Steps taken to conserve tigers:

  • Patrolling the forest:
    • An adequate number of field staff is crucial to protect and manage the forest. Their safety and security are paramount.
    • In this regard, the steps taken include timely payment of wages, regular rations, weapons for defense, and emergency medical help.
    • Engaging with senior forest officials allows for experience-sharing, discussions on human-wildlife conflicts, challenges, and problems, and reshaping management practices and policy in a productive and meaningful manner.
  • Ecosystem management:
    • Forest ecology requires a balance between flora and fauna, with Tigers breeding only when their habitat is protected.
    • At CTR, 27 grasslands are managed to support cheetal, sambhar, and other ungulates, the chief prey for the apex predator.
    • A multi-pronged approach is used, including developing and restoring palatable grasses for wildlife consumption, eradicating invasive weed species, and strategically placing solar-pump-fed interlinked water holes to meet wild animal water requirements.
  • Wildlife corridors:
    • Strategic wildlife corridors are crucial for the gene pool exchange of tigers and elephants, as per the Tiger Conservation Plan.
      • These corridors help manage forest patches sustainably and reduce inbreeding among these long-ranging animals.
    • Therefore, underpasses, overbridges, elevated roads and corridors, and proper urban planning are key to ensuring an unhindered movement of these wild animals.
  • Anti-poaching measures:
    • Poaching activities have been completely obliterated, especially in the highly sensitive southern boundary of the reserve.
    • Intensive patrolling is carried out by foot soldiers.
      • Digital patrolling has been instituted in the form of the electronic-eye under the aegis of the project E-eye.
  • Community involvement:
    • Hundreds of resorts and local homestays cater to ecotourism around the tiger’s habitat and generate employment for villagers as nature-guides-cum-naturalists, Gypsy guides, cooks, hotel staff, etc.
      • Paradoxically, their lives are risked and crops raided by wild animals.
    • Forest department, attempted to garner “willing cooperation” from villagers, acting not only as advisory, managerial and regulatory, but also collaborative, engaging, and socio-culturally-sensitive.
    • Beehive-fencing project involves the strategic placing of beehives along the interface of village-forest border areas, to guard crops against wild elephants.
      • “Corbee Honey”, managed by local Eco Development Committees (EDCs), aimed at creating an economic hook based on cooptation and cooperation by and for local stakeholders.
    • “Living with Tigers” initiative in villages and schools around the peripheral area of the reserve.
      • This involves activism around behavioral and response awareness amongst school children and villagers around human-wildlife conflict issues and the patterns of behavior they must cultivate, practice and propagate to stay safe.

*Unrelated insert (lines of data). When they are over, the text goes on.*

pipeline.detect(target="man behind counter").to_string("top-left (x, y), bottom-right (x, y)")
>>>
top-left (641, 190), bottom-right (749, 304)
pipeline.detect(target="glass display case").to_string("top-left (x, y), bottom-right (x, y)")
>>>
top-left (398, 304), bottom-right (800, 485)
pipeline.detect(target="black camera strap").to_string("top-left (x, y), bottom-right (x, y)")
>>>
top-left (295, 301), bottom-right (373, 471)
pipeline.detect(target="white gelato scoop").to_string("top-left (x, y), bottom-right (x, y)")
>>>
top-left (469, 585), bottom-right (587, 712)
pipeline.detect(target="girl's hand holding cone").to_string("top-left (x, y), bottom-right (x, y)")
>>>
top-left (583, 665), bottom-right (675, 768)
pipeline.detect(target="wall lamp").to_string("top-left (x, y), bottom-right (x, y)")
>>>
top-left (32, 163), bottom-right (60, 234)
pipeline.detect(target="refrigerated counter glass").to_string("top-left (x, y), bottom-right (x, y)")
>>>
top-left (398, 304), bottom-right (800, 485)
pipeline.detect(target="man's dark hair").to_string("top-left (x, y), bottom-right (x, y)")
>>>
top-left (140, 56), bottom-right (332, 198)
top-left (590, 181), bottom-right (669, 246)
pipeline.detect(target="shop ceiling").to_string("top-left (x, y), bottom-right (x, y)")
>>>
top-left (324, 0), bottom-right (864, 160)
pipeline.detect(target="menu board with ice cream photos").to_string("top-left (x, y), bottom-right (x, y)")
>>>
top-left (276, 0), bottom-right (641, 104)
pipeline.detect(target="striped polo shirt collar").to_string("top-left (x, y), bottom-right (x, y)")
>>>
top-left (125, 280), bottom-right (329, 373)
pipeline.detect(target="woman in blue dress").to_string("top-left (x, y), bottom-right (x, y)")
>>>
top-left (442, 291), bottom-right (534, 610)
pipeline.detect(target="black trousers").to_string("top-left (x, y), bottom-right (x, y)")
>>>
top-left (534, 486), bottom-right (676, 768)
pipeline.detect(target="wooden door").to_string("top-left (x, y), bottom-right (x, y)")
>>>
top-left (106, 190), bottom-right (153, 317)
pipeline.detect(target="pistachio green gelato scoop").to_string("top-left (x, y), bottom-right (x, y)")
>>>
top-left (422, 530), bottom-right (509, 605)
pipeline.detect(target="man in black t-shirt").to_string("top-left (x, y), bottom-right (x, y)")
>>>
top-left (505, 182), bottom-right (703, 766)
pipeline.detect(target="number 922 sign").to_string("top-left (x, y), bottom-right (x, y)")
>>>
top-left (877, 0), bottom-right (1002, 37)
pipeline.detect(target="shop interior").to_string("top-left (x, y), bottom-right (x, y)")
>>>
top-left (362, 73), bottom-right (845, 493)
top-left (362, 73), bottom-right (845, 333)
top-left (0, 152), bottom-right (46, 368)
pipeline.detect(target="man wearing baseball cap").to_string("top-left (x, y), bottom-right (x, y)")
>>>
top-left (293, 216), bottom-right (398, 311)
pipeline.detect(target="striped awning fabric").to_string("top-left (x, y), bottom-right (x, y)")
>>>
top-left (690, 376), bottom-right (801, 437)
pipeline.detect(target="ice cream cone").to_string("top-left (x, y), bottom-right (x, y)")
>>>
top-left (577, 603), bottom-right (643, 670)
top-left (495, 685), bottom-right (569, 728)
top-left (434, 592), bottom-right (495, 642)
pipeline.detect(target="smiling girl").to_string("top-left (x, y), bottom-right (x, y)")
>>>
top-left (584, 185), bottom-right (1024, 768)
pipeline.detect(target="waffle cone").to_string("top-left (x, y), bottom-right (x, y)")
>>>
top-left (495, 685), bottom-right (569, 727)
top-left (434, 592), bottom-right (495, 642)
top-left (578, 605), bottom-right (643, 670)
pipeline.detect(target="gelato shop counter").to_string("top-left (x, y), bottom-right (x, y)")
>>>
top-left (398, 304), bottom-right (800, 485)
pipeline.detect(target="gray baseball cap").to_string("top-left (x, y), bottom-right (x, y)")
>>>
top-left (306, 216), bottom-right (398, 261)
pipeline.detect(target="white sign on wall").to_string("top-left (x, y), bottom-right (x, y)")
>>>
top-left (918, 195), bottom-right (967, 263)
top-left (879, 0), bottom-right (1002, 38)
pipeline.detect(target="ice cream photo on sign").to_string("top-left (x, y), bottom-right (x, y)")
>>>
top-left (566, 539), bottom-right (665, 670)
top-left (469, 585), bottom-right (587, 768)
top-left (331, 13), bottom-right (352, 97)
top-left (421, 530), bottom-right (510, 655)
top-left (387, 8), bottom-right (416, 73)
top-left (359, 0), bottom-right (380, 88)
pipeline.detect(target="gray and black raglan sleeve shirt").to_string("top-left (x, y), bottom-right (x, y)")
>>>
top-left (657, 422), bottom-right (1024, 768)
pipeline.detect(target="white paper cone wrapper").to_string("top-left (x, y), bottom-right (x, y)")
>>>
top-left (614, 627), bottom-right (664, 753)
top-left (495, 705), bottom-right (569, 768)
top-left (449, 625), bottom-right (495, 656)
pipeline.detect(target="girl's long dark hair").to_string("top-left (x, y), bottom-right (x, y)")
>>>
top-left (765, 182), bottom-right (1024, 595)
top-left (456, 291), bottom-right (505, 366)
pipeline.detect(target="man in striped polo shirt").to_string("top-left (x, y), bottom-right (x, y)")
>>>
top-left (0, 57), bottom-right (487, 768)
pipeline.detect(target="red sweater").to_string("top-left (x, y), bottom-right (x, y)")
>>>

Challenges in the conservation of Tigers:

  • Habitat fragmentation:
    • As habitat fragmentation leads to a lack of corridors, tigers are moving to fringe forest areas near villages, causing a shift from buffer zones to fringe forest areas.
  • Human-Wildlife conflict:
    • Milch and domestic animals from villages and fringe forest areas tend to stray into forest areas and become “easy prey” for the tiger, whose population is rising.
    • This behavioral conditioning of the tiger towards “easy prey” often snowballs into tiger attacks on unsuspecting village women, who may, on occasion, forage too deep into the buffer forest area for their everyday material needs.

Conclusion:

  • The tiger in India holds significant religious and mythological importance and historical significance, as woven into stories by Jim Corbett, a hunter-turned-conservationist.
  • The tiger's near-extinction in 1973 marked a pivotal moment in India's conservation history. Today, CTR is part of India's spatial imaginary, spanning historical, cultural, political, anthropological, sociological, legal, and democratic discourses.